A los quince minutos de la salida de escena de ella, Mariano
ya había recompuesto totalmente y en detalle su vida en solitario. No tenía de
qué quejarse. Se levantó de un salto aunque no quiso hacer ruido porque ya eran
las dos y media. Decidió darse una ducha en medio de la madrugada ya que
calculó que a la mañana estiraría unos minutos el sueño. Así que calentó el
baño y se demoró bajo la ducha con el gel revitalizante y el jabón de
glicerina. Los minutos que llevaba
debajo del agua para enjuagarse se demoraron más de lo habitual, pensó, cuando
recobró el devenir de las cosas en su cabeza luego de unos segundos de “blanco”
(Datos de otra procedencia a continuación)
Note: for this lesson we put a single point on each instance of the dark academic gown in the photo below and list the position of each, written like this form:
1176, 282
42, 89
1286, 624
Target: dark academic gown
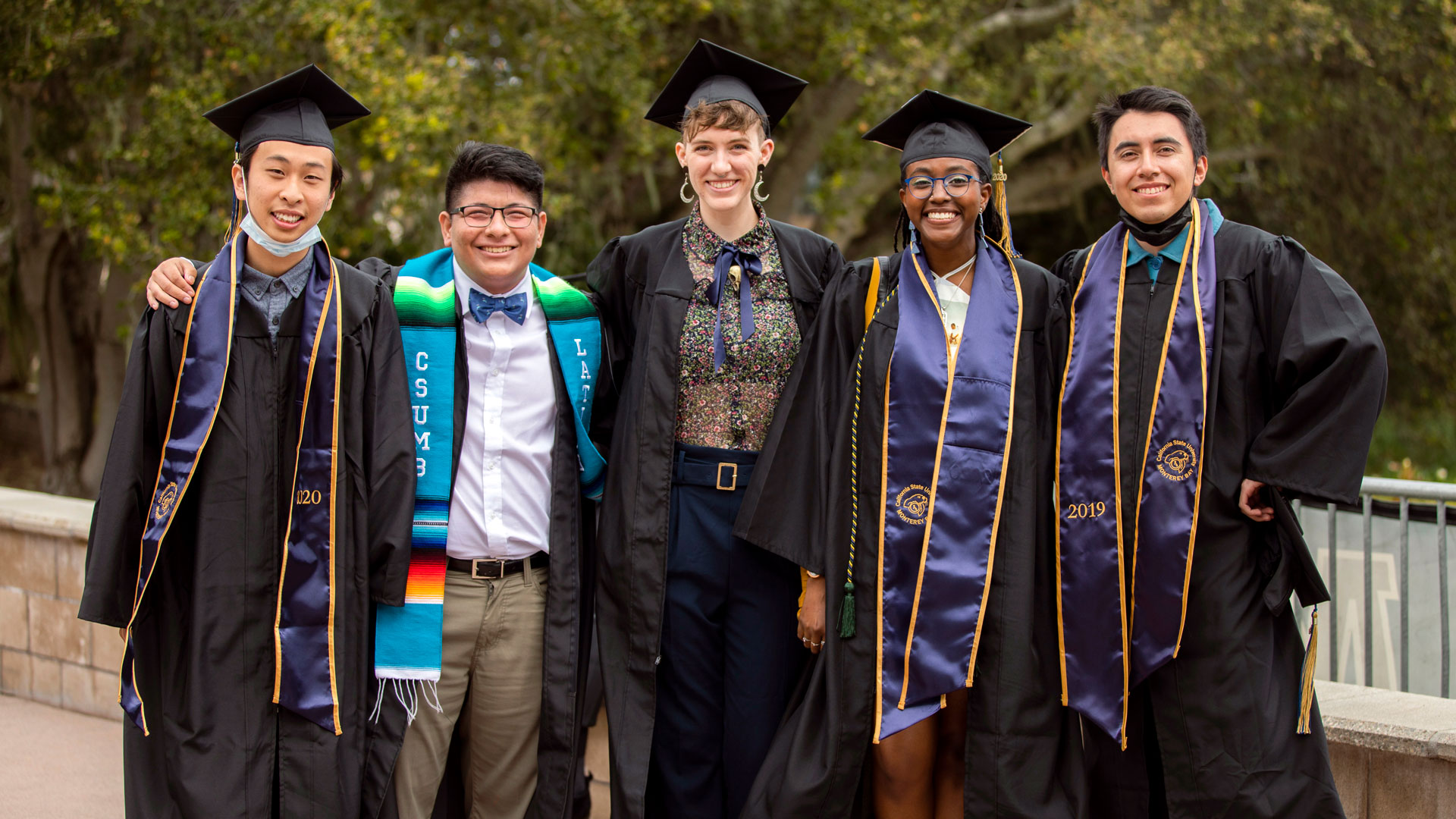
568, 607
1294, 387
642, 287
204, 635
1022, 748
en que se encontró a sí mismo mirando los azulejos celestes. Qué le había
pasado? No sé. Algo me había molestado, algo se cruzó en el camino, una piedra
en el zapato, una distracción. Cuidado. Cuando salió de la ducha decidió
afeitarse. Con energía pero lentamente distribuyó la espuma en su rostro. No
tuvo más remedio que mirarse en el espejo. Quedó atónito, por unos segundos
demorado en esa cara un poco fofa, colorada por el calor, marcada a izquierda y
derecha por unos surcos desconocidos. Su
rostro. Qué me estaba pasando? Por qué tanto lío con mi cara? Y este cuerpo que me acompaña? En qué está?.
Se dijo mientras bajaba la vista al torso, su sexo, muslos, rodillas y al final
sus pies. “Al final”, dijo, justo en el momento en que no pudo aferrarse a la
fantasía de estar solo. Con el apuro de querer volver a la cama se lastimó la
mejilla derecha con la maquinita de afeitar. Asomó un hilo rojo, luego una
pelotita viva, burbujeante. Mariano pensó que era la expresión más vivificante
y real que había tenido en mucho tiempo.